Shutting Down a Distributed System
Diorama relies on Fray to perform concurrency testing. Fray runs the test multiple times with different schedules. To improve performance, Fray reuses the same JVM for all test runs in a loop.
At each iteration, Fray expects the test to clean up all the resources it uses: closing open connections, releasing locks, and terminating all threads. Unfortunately, this is not always the case for real-world distributed systems. Many distributed systems do not provide a clean shutdown mechanism. They assume the way to stop the system is to kill the process. As a result, you may find code like the following:
1public class ConnectionEventExecutor {
2 Logger logger = BoltLoggerFactory.getLogger("CommonDefault");
3 ExecutorService executor = new ThreadPoolExecutor(1, 1, 60L, TimeUnit.SECONDS,
4 new LinkedBlockingQueue<Runnable>(10000),
5 new NamedThreadFactory("Bolt-conn-event-executor", true));
6
7 public void onEvent(Runnable runnable) {
8 try {
9 executor.execute(runnable);
10 } catch (Throwable t) {
11 logger.error("Exception caught when execute connection event!", t);
12 }
13 }
14}
This class creates a ThreadPoolExecutor without ever providing a way to shut it down. When the test finishes and tries to start the next iteration, the leftover threads from the previous run are still alive. They may hold references to stale state, interfere with newly created nodes, or cause Fray’s scheduler to hang waiting for threads that will never terminate.
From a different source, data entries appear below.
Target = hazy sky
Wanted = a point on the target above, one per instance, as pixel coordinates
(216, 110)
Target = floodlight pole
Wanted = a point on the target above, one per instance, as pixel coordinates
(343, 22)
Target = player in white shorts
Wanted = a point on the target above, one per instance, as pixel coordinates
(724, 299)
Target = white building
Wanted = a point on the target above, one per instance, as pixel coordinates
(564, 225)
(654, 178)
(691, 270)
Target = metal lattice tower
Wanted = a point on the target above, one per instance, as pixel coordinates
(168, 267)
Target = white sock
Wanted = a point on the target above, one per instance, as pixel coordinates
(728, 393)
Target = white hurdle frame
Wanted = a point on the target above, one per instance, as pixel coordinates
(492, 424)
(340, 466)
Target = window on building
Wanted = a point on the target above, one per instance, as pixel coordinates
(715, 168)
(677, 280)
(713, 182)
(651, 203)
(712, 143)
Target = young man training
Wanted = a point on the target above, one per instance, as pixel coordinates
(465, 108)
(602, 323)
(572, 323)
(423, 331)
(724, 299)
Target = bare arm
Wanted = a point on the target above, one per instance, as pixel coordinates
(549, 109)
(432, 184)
To solve this issue, Fray introduces abortThreadExecutionAfterMainExit which throws exceptions in application threads when the main test thread exits. But there is a way to sidestep the issue entirely. The reason Fray runs tests in a loop within a single JVM is to avoid the bootstrap overhead of starting a new process each time. If instead we had an efficient way to snapshot the JVM state at an arbitrary point — similar to what CRaC does for coordinated checkpoint/restore — we could restore from a clean snapshot at the start of each iteration. This would eliminate the need for graceful shutdown altogether.
The Future
Most distributed systems are designed without simulation testing in mind — largely because no mature simulation testing frameworks exist for them yet. It is both a cultural and technical chicken-and-egg problem: developers do not design for testability because the tooling is not there, and the tooling struggles because existing systems were not designed for it. Today, simulation testing remains a niche technique practiced by a handful of teams (FoundationDB, TigerBeetle, Antithesis) that built their systems around it from day one.
My hope is that as more simulation testing frameworks emerge, developers will begin to internalize testability as a design constraint. Diorama is a small step in this direction. It is far from perfect, but I hope it demonstrates that simulation testing does not have to be an all-or-nothing proposition reserved for greenfield projects.